La victoire du candidat socialiste à l’élection présidentielle française est une possibilité qui inquiète toujours quelques irréductibles médias anglo-saxons. Même s'ils sont de moins en moins nombreux...
La possibilité d’une île socialiste au milieu d’une Europe qui penche plutôt à droite s’impose petit à petit au delà des frontières françaises. Il y a d'abord eu la prestation de François Hollande - “qui a su parler comme un président”, selon le quotidien économique allemand Handelsblatt - lors du débat du 2 mai avec Nicolas Sarkozy. Puis le ralliement à Hollande du candidat centriste François Bayrou. Deux électrochocs qui ont, pour la presse internationale, renforcé l’idée qu'un candidat du Parti socialiste pourrait succéder à Nicolas Sarkozy, à l'issue du second tour de la présidentielle dimanche 6 mai.

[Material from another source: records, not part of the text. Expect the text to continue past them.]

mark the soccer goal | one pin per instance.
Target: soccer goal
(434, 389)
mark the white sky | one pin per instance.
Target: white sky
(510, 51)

Une élection potentielle que certains appellent de leurs vœux, à l'exemple de l’éditorialiste économique vedette du New York Times et prix Nobel d’économie 2008, Paul Krugman. “Au moins il y a une chance avec François Hollande de sortir de la logique d’orthodoxie économique et de rigueur qui domine en Europe”, affirme cet économiste, marqué à gauche.
L’Allemagne, où règne cette "orthodoxie économique" et budgétaire, pourrait s'inquiéter d'une France qui virerait au rose. À plusieurs reprises, le candidat socialiste a vertement critiqué la politique de rigueur que défend la chancelière allemande Angela Merkel. Pourtant, les éditorialistes ne croient pas - ou plus - à une implosion du couple franco-allemand. “Le gouvernement Merkel n’a plus peur de Hollande”, croit ainsi savoir le quotidien de centre-gauche Sueddeutsche Zeitung. Le journal met ce changement d'attitude sur le compte d’une prise de conscience, à Berlin, du caractère “pragmatique” de François Hollande. Le candidat socialiste pourrait même, d’après la Sueddeutsche Zeitung, ouvrir une nouvelle ère “plus équilibrée” dans les relations franco-allemande, ce qui serait au final “une bonne chose pour l’écomie européenne”.
Même le quotidien Handelsblatt, pourtant proche des milieux financiers, ne croit pas en une implosion du couple franco-allemand en cas de victoire de la gauche. “Angela Merkel a eu le temps de se préparer à une élection du candidat socialiste”, juge le journal de Francfort. Pour ce dernier, “Berlin et Paris trouveront un terrain d’entente, et c’est tout ce qui compte aux yeux des marchés”.
Même au cœur de la City londonienne, berceau de la finance triomphante honnie par François Hollande, l’inquiétude n’est plus de mise. Le très City-compatible Financial Times (FT) appelle ainsi, dans un article daté du 3 mai, à "cesser d’agiter le spectre d’une nouvelle révolution française”. Pour le quotidien britannique, bon nombre d’éditorialistes qui craignent encore l’arrivée de François Hollande à la tête de l'État français “oublient de dire que le candidat socialiste s’est engagé à atteindre l’équilibre budgétaire en 2017”.
Un candidat dangereux ?
Parmi les journaux qui continuent de redouter l'élection d'un président français de gauche, il y a... le Financial Times. Dans un bel exercice de schizophrénie éditorial, le FT appréhende, toujours dans son édition du 3 mai, un “retour à une exception française économique qui avait échoué sous François Mitterrand”. Le Financial Times estime que le pacte de croissance voulue par François Hollande se heurtera à la "réalité des marchés au même titre que la politique de relance économique de 1981 avait échoué car la France était le seul pays européen à parier sur la relance”.
Mais l’opposition la plus farouche à François Hollande est
venue de The Economist, la bible anglo-saxonne des milieux financiers et de la pensée libérale. Dans son numéro du 28 avril, il y qualifie le candidat socialiste de “dangereux” pour l’économie européenne. Cependant, derrière ce titre provocateur, l’influent hebdomadaire se montre plus mesuré. Il appelle certe à voter pour Nicolas Sarkozy, mais soutient également l’appel lancé par le candidat socialiste pour un pacte de croissance au niveau européen.
Sans prendre aussi clairement position que son co-religionnaire libéral britannique, le Wall Street Journal new-yorkais a toutefois ouvert grand ses colonnes à l’appel de 21 économistes français estimant qu’il y a “un problème avec Hollande”. Cette tribune contre un “programme économique démagogique et destructeur”, publiée une première fois le 3 mai sur le site conservateur français Atlantico.fr, affirme que François Hollande est “un ennemi de la liberté économique”.